AOPA, which represents the major segment of AFSS users, highlighted the OIG’s comment that “[u]sers have ‘no significant complaint’” about the safety or quality of services they receive—a turnaround from a rocky initial transition to flight service privatization…” The association’s website mentioned that ‘AOPA was ‘interviewed extensively’ for the Inspector General’s report, which recognized the association’s advocacy during the development of the original outsourcing agreement’”, Rune Duke, AOPA director of airspace and air traffic.
The OIG report noted that the original AFSS contract, was awarded to Lockheed Martin, but now is resident with Leidos. The current program has been extended through 2019 and the OIG commented on the future of the AFSS service:
“Increased use of Web-based applications has significantly reduced the demand for services from flight service specialists, and consequently, FAA is considering phasing out most specialists and relying on the internet to deliver services. However, FAA has not yet decided what changes it will make to the program or developed a corresponding oversight approach for the contractor and services, and as a result, may not have the appropriate mechanisms in place to ensure the program’s safety and efficiency.”
That comment got the attention of AOPA and may portend a repeat the conflict over the initial AFSS program in which the GA pilots were skeptical of an “unmanned” FSS. Here is the current AOPA concerns:
“AOPA Vice President of Government Affairs Melissa Rudinger said a large-scale phase-out of specialists would not be justified.
‘The removal of this safety critical position is not realistic given what we currently know and the additional questions that are not yet resolved that were identified jointly by the FAA and AOPA. There are significant safety and regulatory challenges that make this proposal problematic and that have failed to be addressed in prior studies by the FAA or over the past year of collaborative study,” she said.
User input—credited as having helped the FAA’s previous cost-savings effort—must play a significant future role as well, said Duke. AOPA will remain extensively involved in advocating for general aviation during the development of guiding principles for the next contract as part of a formal agreement with the FAA allowing the association to participate in discussions regarding future requirements.
‘We look forward to working collaboratively with the FAA and other stakeholders as we evaluate future service changes,’ he said. ‘General aviation pilots rely on flight service for critical information, and our goal is to keep this important resource effective and accessible into the future.’”

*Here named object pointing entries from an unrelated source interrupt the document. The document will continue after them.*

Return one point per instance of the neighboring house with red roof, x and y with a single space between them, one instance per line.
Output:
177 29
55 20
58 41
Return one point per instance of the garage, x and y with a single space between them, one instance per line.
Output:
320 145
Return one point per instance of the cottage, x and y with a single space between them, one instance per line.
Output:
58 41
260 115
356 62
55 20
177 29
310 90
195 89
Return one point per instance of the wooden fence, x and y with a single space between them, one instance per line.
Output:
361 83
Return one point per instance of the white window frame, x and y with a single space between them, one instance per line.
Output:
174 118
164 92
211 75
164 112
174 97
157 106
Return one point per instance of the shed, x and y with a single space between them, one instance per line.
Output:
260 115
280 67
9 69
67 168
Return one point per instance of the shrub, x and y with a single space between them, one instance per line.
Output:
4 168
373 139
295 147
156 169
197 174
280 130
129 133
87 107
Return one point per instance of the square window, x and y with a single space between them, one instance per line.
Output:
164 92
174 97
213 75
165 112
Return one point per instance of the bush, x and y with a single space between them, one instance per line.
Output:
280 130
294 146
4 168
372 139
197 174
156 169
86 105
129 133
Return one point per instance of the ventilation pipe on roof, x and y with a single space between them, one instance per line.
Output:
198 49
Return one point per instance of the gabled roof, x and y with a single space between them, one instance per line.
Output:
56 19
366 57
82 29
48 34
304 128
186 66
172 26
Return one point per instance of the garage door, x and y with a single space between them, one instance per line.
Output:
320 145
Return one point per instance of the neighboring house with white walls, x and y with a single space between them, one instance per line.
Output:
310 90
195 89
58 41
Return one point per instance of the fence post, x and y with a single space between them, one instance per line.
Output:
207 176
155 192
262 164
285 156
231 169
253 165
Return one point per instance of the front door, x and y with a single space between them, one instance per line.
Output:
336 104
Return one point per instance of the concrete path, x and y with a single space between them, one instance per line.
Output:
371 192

Leidos believes that it is already providing the services of tomorrow, such as:
- Adverse Condition Alerting Service
- Surveillance-Enhanced Search and Rescue
- Next Generation Briefings
Private sector alternatives have been developing services. In response thereto, the FAA has issued Aviation Weather Services, Advisory Circular 00-45G CHG 2, which describes (for 59 pages) how pilots can/should use available AWS. The National Weather Service has issued a list of Commercial Weather Providers Serving the US.
The existence of these options began about 1950 in response to a growing demand for specialized, “value-added content.” A report explained that although the demand was initially met by government, noted WeatherBank Inc. President and Chief Executive Steve Root, who is also president of the American Weather and Climate Industry Association. Recent technological advances present significant expansion opportunities. “’While only government has the means to build and operate a vast weather infrastructure of satellites and radar,’ Root says, ‘There are things that private industry does that it can do faster, quicker, sweeter, better than government.’ The North American weather enterprise produces content unrivaled elsewhere in the world, adds Root.”
For example, Sirius XM advertises its aviation service heavily and provides real time information to GA cockpits. The industry is growing and the number/types of services are expanding. The availability and increasing reliability/accuracy of these new WX information sources should complicate the FAA’s definition of the long term AFSS plan.
Price pressure forced the move to AFSS. Might not the availability of new private sector options drive towards further automation?